Schemaless is not Schemaless

But there's one important thing denormalization is not about, something that's being brought up quite frequently and misunderstood easily. Denormalization doesn't mean you're not thinking about any kind of schema. While the word schemaless is brought up regularly, schemaless is simply not schemaless.

Of course you'll end up with having documents of the same type, with a similar set of attributes. Some tools, for instance MongoDB, even encourage (if not force) you to store different types of documents in different collections. But here's the kicker, I deliberately used the word similar. They don't need to be all the same across all documents. One document can have a specific attribute, the other doesn't. If it doesn't, just assume it's empty, it's that easy. If it needs to be filled at some point, write data lazily, so that your schema eventually is complete again. It's evolving naturally, which does sound easy, but in practice requires more logic in your application to catch these corner cases.

So instead of running migrations that add new tables and columns, and in the end pushing around your data, you migrate the data on the next access, whether that's a read or a write is up to your particular use case. In the end you simply migrate data, not your schema. The schema will evolve eventually, but first and foremost, it's about the data, not the constraints they live in. The funny thing: In larger projects, I ended up doing the same thing with a relational database. It's just easier to do and gentler on the load than running a huge batch job on a production database.

No Joins, No Dice

No document database supports joins, simple like that. If you need joins, you have two options: Use a database that supports joins, or adapt your documents so that they remove the need for joins.

Documents have one powerful advantage: It's easy to embed other documents. If there's data you'd usually fetch using a join, and that'd be suitable for embedding (and therefore oftentimes: denormalizing), there's your second option. Going back to the e-commerce example: Whereas in a relational database you'd need a lot of extra tables to keep that data around (unless you're serializing it into single column), in a document database you just add it as embedded data to the order document. You have all the important data one in place, and you're able to fetch it in one go. Someone said that relational databases are a perfect fit for e-commerce. Funny, I've worked on a market platform, and I've found that to be a ludicrous statement. I'd have benefited from a loser data storage several times, joins be damned.

It's not always viable, sure, and it'd be foolish to stick with a document database if that's an important criterion for your particular use case, then no dice. It's relational data storage or bust.

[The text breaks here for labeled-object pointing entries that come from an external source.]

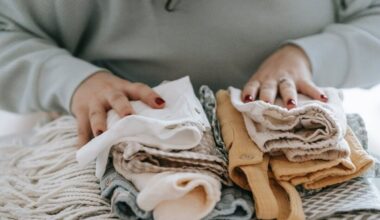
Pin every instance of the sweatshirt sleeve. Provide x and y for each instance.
(35, 74)
(346, 53)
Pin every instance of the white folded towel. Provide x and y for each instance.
(180, 125)
(173, 196)
(312, 130)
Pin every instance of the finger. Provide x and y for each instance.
(250, 91)
(98, 119)
(140, 91)
(288, 92)
(268, 91)
(310, 89)
(120, 103)
(83, 127)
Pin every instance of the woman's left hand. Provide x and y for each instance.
(287, 71)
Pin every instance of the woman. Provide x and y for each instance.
(87, 57)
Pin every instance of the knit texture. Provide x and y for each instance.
(178, 126)
(204, 158)
(312, 130)
(46, 182)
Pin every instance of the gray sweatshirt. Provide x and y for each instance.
(48, 47)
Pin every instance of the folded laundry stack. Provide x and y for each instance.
(313, 130)
(169, 155)
(235, 203)
(272, 149)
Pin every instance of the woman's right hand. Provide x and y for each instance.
(101, 92)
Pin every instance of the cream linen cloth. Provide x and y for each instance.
(318, 174)
(173, 195)
(312, 130)
(180, 125)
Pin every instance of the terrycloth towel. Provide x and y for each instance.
(180, 195)
(319, 173)
(122, 195)
(178, 126)
(248, 167)
(312, 130)
(235, 203)
(204, 158)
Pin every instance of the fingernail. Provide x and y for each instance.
(324, 98)
(99, 132)
(159, 101)
(248, 98)
(291, 102)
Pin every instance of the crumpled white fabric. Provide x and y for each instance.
(180, 125)
(312, 130)
(185, 196)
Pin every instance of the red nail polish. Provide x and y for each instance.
(99, 132)
(248, 98)
(324, 98)
(159, 101)
(291, 102)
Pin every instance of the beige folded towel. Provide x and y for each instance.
(312, 130)
(173, 195)
(319, 173)
(248, 168)
(204, 158)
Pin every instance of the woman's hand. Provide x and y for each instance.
(285, 72)
(102, 92)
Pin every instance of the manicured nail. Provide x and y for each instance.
(291, 102)
(159, 101)
(324, 98)
(99, 132)
(248, 98)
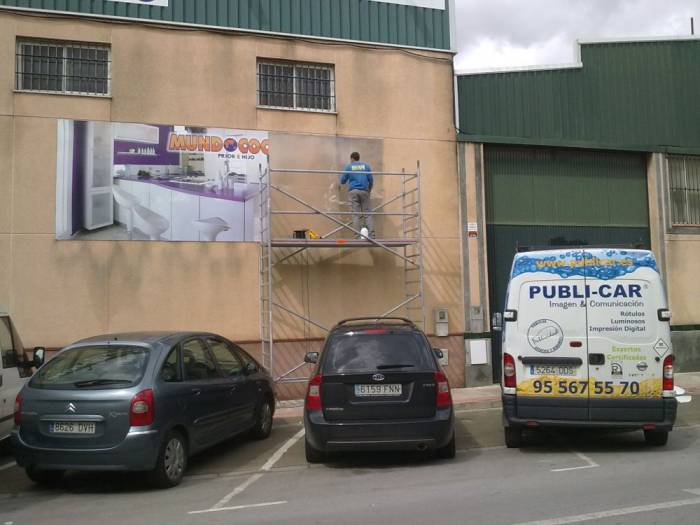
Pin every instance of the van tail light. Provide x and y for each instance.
(443, 399)
(18, 409)
(142, 411)
(313, 394)
(668, 373)
(508, 371)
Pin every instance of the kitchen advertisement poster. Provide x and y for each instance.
(124, 181)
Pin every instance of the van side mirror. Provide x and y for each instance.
(311, 357)
(39, 356)
(497, 322)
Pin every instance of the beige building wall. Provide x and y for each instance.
(676, 251)
(395, 104)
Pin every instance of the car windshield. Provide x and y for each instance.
(93, 367)
(349, 353)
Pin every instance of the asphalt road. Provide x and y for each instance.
(559, 477)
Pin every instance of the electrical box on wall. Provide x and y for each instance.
(442, 322)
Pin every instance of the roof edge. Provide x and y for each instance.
(518, 69)
(577, 64)
(223, 29)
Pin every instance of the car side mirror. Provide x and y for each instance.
(311, 357)
(39, 356)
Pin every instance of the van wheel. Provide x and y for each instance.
(514, 436)
(263, 420)
(171, 462)
(313, 455)
(448, 451)
(45, 478)
(656, 438)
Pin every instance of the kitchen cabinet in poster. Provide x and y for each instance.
(126, 181)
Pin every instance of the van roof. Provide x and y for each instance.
(594, 252)
(602, 263)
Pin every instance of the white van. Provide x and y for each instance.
(14, 372)
(587, 342)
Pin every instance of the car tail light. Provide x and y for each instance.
(313, 394)
(442, 388)
(18, 409)
(508, 371)
(668, 373)
(142, 412)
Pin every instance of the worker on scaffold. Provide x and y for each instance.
(358, 175)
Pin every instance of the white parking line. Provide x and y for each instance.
(221, 504)
(9, 465)
(616, 512)
(240, 507)
(589, 463)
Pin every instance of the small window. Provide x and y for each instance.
(228, 362)
(198, 363)
(289, 85)
(63, 67)
(684, 183)
(172, 369)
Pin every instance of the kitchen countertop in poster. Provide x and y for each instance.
(230, 194)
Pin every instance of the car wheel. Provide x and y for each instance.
(45, 478)
(656, 438)
(514, 436)
(313, 455)
(171, 462)
(448, 451)
(263, 420)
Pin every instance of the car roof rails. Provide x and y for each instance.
(377, 320)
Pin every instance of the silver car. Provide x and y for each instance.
(138, 402)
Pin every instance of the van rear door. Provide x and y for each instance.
(627, 343)
(550, 347)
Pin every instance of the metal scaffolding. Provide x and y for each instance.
(275, 251)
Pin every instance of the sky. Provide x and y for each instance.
(513, 33)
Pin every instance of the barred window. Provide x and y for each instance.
(62, 67)
(303, 86)
(684, 182)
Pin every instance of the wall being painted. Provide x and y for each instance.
(59, 291)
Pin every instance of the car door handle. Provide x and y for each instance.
(596, 359)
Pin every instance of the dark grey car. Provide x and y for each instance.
(378, 386)
(139, 402)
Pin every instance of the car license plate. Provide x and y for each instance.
(377, 390)
(544, 370)
(71, 427)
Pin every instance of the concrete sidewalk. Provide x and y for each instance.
(689, 381)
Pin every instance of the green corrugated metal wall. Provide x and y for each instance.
(549, 197)
(343, 19)
(526, 186)
(634, 95)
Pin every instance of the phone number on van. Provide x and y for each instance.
(623, 388)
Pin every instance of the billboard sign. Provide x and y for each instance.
(128, 181)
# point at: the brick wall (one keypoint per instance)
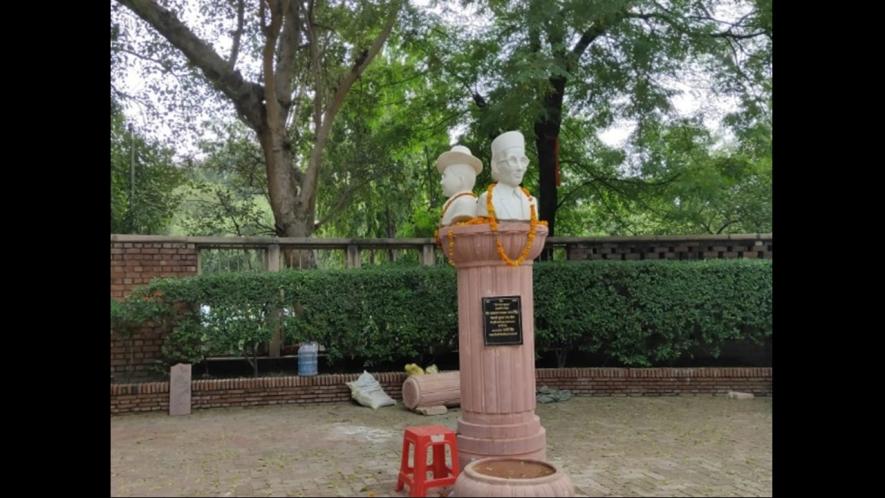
(135, 263)
(700, 247)
(135, 260)
(154, 396)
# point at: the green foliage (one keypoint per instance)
(156, 180)
(644, 313)
(637, 313)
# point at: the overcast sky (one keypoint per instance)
(693, 97)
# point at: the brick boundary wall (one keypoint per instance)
(134, 264)
(331, 388)
(136, 260)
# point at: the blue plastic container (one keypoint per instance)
(307, 359)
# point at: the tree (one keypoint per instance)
(544, 63)
(311, 53)
(143, 181)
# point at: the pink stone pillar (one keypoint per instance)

Of course there's secret option number three, which is to just ignore the problem until it's a problem, just by going with a document database and see how you go, but obviously that doesn't come without risks. It's worth noticing though that Riak supports links between documents, and even fetching linked documents together with the parent in one request. In CouchDB on the other hand, you can emit linked documents in views. You can't be fully selective about the document data you're interested in, but if all you want is fetch linked documents, there is one or two ways to do that. Also, graph databases have made it their main focus to make traversal of associated documents an incredibly cheap operation. Something your relational database is pretty bad at.

Documents killed my Model

There's this myth that you just stop thinking about how to model your data with document databases or key-value storage. That myth is downright wrong. Just because you're using schemaless storage doesn't mean you stop thinking about your data, quite the opposite, you think even more about it, and in different ways, because you simply have more options to model and store it. Embedding documents is a nice luxury to have, but isn't always the right way to go, just like normalizing the crap out of a schema isn't always the way to go.

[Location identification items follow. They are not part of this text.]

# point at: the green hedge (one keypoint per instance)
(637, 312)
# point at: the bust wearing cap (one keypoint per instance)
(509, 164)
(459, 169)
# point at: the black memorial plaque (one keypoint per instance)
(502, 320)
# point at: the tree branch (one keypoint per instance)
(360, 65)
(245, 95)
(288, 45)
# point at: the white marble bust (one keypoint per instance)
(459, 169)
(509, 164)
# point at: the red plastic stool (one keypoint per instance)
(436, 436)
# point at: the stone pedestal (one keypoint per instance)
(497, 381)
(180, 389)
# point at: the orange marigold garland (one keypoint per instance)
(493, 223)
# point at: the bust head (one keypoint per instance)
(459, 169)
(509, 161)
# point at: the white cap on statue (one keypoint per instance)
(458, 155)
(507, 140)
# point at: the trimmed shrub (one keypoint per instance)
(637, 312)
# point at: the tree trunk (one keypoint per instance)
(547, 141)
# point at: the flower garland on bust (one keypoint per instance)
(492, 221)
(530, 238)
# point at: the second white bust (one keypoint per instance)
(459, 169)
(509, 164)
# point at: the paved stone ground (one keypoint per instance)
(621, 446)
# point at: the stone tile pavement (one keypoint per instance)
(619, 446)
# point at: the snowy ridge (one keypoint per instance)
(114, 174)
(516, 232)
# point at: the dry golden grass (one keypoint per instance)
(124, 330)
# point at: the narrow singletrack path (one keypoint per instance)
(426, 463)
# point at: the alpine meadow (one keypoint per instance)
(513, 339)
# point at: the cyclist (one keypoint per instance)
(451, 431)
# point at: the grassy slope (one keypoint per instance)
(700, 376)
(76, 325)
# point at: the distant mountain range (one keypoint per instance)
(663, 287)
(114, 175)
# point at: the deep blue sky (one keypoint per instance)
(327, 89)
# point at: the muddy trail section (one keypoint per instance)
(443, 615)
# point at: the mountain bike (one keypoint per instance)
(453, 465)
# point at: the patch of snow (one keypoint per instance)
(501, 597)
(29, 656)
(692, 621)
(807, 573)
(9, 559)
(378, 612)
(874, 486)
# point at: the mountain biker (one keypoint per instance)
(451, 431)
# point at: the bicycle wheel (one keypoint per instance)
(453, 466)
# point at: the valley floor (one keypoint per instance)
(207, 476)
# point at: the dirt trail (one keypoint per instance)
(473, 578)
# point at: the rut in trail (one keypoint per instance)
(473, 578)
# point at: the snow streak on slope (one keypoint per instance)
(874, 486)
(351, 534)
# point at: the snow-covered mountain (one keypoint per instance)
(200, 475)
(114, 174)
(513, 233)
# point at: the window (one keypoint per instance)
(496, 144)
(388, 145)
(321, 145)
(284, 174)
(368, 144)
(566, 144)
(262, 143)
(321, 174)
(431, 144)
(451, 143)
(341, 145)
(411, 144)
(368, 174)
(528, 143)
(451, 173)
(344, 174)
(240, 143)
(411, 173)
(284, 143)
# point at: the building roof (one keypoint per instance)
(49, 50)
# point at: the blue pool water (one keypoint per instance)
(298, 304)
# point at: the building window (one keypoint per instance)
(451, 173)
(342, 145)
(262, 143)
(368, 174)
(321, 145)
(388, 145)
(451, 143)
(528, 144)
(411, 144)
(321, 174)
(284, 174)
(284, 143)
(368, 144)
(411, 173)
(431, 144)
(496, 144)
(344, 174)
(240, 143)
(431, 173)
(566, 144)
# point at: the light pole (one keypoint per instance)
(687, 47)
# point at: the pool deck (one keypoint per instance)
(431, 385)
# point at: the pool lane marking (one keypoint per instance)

It's a matter of discipline, but so is relational modelling. You can make a mess of a document database just like you can make a mess of a relational database. When you migrate data on the fly in a document database, there's more responsibility in your hands, and it requires good care with regards to testing. The same is true for keeping track of data consistency. It's been moved from the database into your application's code. Is that a bad thing? No, it's a sign of the times. You're in charge of your data, it's not your database's task anymore to ensure it's correct and valid, it's yours. With great power comes great responsibility, but I sure like that fact about document databases. It's something I've been missing a lot when working with relational databases: The freedom to do whatever the heck I want with my data.

Read vs. Write Patterns

I just like including this simply because it always holds true, no matter what kind of database you're using. If you're not thinking about how you're going to access your data with both reads and writes, you should do something about that. In the end, your schema should reflect your business use case, but what good is that when it's awkward to access the data, when it takes joins across several tables to fetch the data you're interested in?

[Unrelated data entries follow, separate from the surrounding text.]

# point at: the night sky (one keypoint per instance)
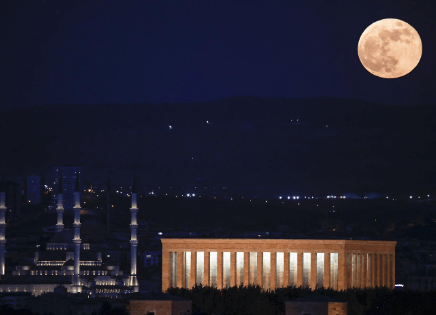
(94, 52)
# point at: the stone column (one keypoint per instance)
(364, 271)
(342, 270)
(286, 270)
(388, 271)
(232, 269)
(313, 268)
(259, 269)
(393, 269)
(165, 269)
(246, 267)
(358, 270)
(326, 270)
(384, 270)
(219, 272)
(299, 269)
(179, 269)
(273, 271)
(2, 231)
(206, 272)
(193, 268)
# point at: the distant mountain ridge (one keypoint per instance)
(320, 143)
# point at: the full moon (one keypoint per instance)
(389, 48)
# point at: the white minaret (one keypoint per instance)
(76, 240)
(60, 207)
(133, 281)
(2, 230)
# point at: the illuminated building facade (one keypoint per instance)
(68, 262)
(275, 263)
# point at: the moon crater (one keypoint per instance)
(390, 48)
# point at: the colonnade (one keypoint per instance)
(339, 269)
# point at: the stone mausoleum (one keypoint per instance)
(275, 263)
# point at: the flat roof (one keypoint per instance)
(270, 240)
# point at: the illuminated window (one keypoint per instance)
(186, 269)
(358, 270)
(349, 272)
(280, 269)
(213, 262)
(306, 269)
(173, 269)
(319, 270)
(200, 268)
(334, 271)
(252, 274)
(266, 269)
(368, 270)
(239, 268)
(376, 270)
(390, 280)
(354, 270)
(226, 269)
(293, 269)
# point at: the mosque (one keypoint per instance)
(220, 263)
(69, 263)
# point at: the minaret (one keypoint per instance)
(76, 240)
(108, 206)
(60, 207)
(2, 229)
(133, 281)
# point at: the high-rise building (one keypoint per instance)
(33, 189)
(68, 174)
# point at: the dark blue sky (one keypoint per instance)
(91, 52)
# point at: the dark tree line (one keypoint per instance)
(254, 301)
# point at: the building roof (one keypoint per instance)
(317, 298)
(156, 297)
(65, 236)
(53, 255)
(35, 280)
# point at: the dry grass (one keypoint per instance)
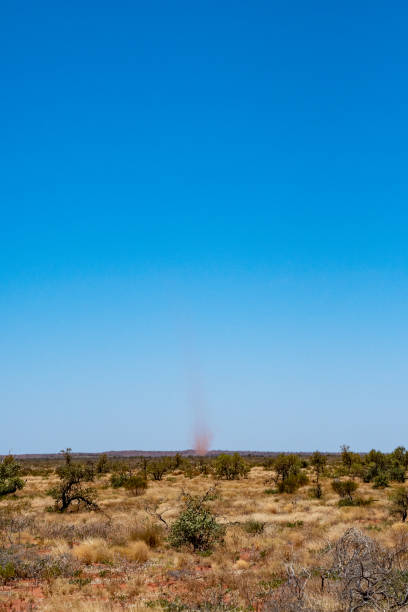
(126, 561)
(93, 550)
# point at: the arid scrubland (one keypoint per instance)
(204, 536)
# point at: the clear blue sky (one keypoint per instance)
(204, 206)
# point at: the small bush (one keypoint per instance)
(399, 503)
(231, 467)
(380, 481)
(345, 488)
(253, 527)
(196, 526)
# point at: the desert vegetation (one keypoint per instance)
(287, 532)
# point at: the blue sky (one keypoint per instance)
(203, 215)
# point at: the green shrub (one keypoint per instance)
(71, 488)
(159, 467)
(254, 527)
(231, 467)
(380, 481)
(118, 479)
(136, 484)
(289, 475)
(345, 488)
(196, 526)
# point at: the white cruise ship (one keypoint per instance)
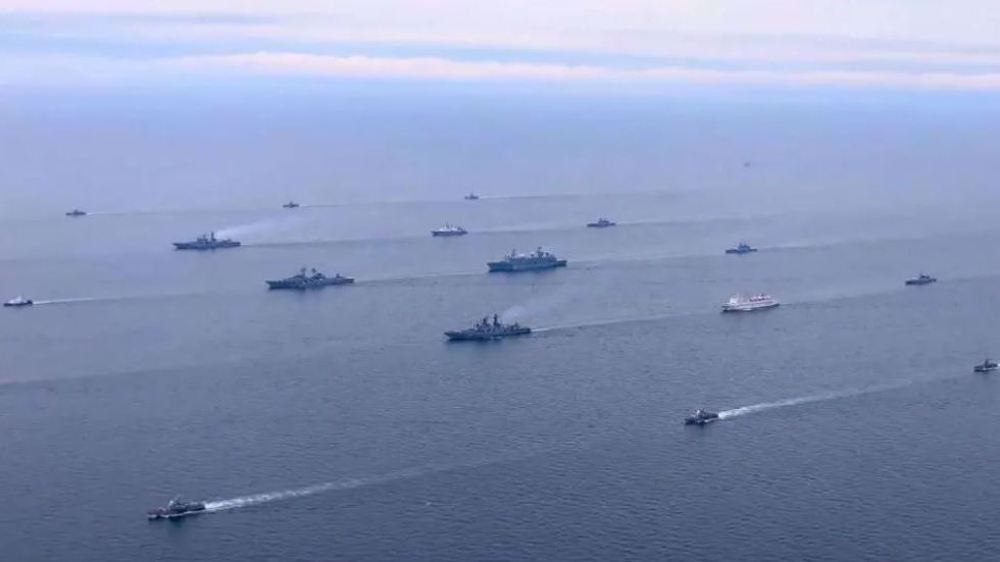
(743, 303)
(449, 230)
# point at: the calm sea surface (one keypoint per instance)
(339, 425)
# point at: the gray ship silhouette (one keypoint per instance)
(315, 280)
(176, 508)
(539, 259)
(207, 242)
(485, 330)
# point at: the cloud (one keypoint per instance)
(431, 68)
(793, 43)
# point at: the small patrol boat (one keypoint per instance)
(741, 248)
(742, 303)
(987, 366)
(19, 301)
(922, 279)
(701, 417)
(601, 223)
(449, 230)
(175, 508)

If you need to denormalize to improve read access, go for it, but be aware of the consequences. A schema is easy to build up, migrating on the go, but if document databases force you to do one thing, and one thing only, it's to think about how you're reading and writing your data. It's safe to say that you're not going to figure it all out upfront, but you're encouraged to put as much effort into it as you can. When you find out you're wrong down the line, you might be surprised to find that they make it even easier to change paths.

Do your Homework

Someone recently wrote a blog post on why he went back to MySQL from MongoDB, and one of his reasons was that it doesn't support transactions. While this is a stupid argument to bring up in hindsight, it makes one thing clear: You need to do research yourself, noone's going to do it for you. If you don't want to live up to that, use the tools you're familiar with, no harm done.

It should be pretty clear up front what your business use case requires, and what tools may or may not support you in fulfilling these requirements. Not all tool providers are upfront about all the downsides, but hey, neither was MySQL. Read up, try and learn. That's the only thing you can do, and noone will do it for you. Nothing has changed here, it's simply becoming more obvious, because you suddenly have a lot more options to work with.

Polyglot Data Storage

Which brings me to the most important part of them all: Document databases (and alternative, non-relational data stores in general) are not here to replace relational databases. They're living alongside of them, with both sides hopefully somewhat learning from each other. Your projects won't be about just one database any more, it's not unlikely you're going to end up using two or more, for different use cases.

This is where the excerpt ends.